Patna, March 20: Two inmates at Beur Central Jail in Patna have demanded capital punishment for themselves to get rid of the cycle of production warrants pending against them in different trial courts in the country.
The two undertrials — Sudama Paswan and Pramod Mishra — were arrested in 2006 on the charge of hatching a series of Maoist-related incidents in and outside Bihar. The duo have threatened to launch an indefinite fast on March 23, the day associated with the martyrdom of Bhagat Singh, inside the prison in support of their demand.
The prisoners, who were also facing the sedition charge, wrote letters to the President, Prime Minister and the Chief Justice of India on January 20. They requested to be awarded capital punishment for their alleged offences.
“I am tired of production warrants issued from different courts apparently to delay the trial process,” the letter, a copy of which is with The Telegraph, read.
The superintendent of Beur Central Jail, Shivendra Priyadarshi, refused to comment on the prisoners’ demand. “I am not authorised to share any information with the media,” he said.
The undertrials, in the letter, expressed surprise at getting copies of production warrants issued by courts outside the state.

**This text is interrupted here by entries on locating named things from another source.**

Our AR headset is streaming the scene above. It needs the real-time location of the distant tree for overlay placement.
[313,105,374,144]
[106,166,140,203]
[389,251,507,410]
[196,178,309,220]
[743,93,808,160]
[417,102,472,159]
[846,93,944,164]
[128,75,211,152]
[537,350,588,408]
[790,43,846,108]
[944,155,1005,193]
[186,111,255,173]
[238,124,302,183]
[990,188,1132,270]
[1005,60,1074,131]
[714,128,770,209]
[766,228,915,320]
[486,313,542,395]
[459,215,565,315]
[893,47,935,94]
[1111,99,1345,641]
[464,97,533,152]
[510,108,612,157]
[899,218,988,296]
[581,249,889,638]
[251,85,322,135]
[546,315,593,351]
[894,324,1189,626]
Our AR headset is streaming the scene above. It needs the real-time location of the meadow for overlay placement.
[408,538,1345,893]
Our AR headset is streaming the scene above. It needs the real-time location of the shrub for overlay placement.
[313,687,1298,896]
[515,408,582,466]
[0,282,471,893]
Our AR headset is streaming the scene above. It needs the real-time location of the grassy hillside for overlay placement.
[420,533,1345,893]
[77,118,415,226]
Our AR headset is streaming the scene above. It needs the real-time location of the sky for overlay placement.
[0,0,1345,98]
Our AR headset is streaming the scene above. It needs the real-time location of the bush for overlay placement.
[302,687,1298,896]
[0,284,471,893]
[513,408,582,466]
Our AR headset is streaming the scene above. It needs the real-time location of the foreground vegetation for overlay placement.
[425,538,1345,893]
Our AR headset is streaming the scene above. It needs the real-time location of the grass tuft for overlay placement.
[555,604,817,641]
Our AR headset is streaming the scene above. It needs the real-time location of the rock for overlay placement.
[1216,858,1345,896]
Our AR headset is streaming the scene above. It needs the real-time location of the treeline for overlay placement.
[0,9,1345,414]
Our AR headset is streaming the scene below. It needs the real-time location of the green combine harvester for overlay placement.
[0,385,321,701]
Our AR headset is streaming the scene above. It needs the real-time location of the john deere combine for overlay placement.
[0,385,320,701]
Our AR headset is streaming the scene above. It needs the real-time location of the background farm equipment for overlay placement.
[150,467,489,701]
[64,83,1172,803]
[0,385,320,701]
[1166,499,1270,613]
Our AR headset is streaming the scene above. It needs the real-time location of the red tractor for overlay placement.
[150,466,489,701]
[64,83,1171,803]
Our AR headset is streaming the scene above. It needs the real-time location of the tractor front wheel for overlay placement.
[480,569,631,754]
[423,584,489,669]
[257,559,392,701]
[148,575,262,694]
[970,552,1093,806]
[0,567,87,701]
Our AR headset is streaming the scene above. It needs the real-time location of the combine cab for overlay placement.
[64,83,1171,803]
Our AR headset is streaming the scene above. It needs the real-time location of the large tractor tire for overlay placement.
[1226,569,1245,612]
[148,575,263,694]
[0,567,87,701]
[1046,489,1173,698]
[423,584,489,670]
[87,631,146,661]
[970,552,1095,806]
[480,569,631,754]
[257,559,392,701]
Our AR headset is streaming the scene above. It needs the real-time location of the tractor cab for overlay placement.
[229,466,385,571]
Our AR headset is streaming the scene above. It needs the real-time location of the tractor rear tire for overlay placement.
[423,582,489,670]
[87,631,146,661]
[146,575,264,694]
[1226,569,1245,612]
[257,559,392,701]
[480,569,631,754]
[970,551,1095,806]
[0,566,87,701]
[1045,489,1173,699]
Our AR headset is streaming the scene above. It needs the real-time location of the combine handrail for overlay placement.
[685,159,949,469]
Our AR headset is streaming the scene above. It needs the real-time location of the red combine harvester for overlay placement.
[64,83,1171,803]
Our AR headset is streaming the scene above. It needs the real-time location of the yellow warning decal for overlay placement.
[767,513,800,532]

One of the production warrants against Mishra, a resident of Aurangabad, was issued in January this year. The warrant was issued by an Andhra Pradesh court for his appearance in connection with a case lodged with Karim Nagar police station in the southern state.
Paswan, a resident of Masaurhi in Patna rural, also got two production warrants last year in spite of a trial pending already against him in a Maoist-related incident for the past four years.
Paswan has been made accused in four cases. While two were lodged with the Dhanarua police station, one case each was registered with the Naubatpur and Masaurhi police stations in Patna district. While Paswan was granted bail in three cases, he was denied bail in a case lodged with the Dhanarua police station seven times by Patna High Court.
“The witnesses have not been produced in the trial court headed by additional district and sessions judge (II) for the past four years,” the letter claimed.
It also claimed that several Maoists, languishing in different jails of the state, were faced with similar difficulties.
“The motive behind the whole exercise is to deny bail to the accused on the one hand and delay the trial process on the other,” the letter said, adding that the move has caused strong resentment among the undertrials.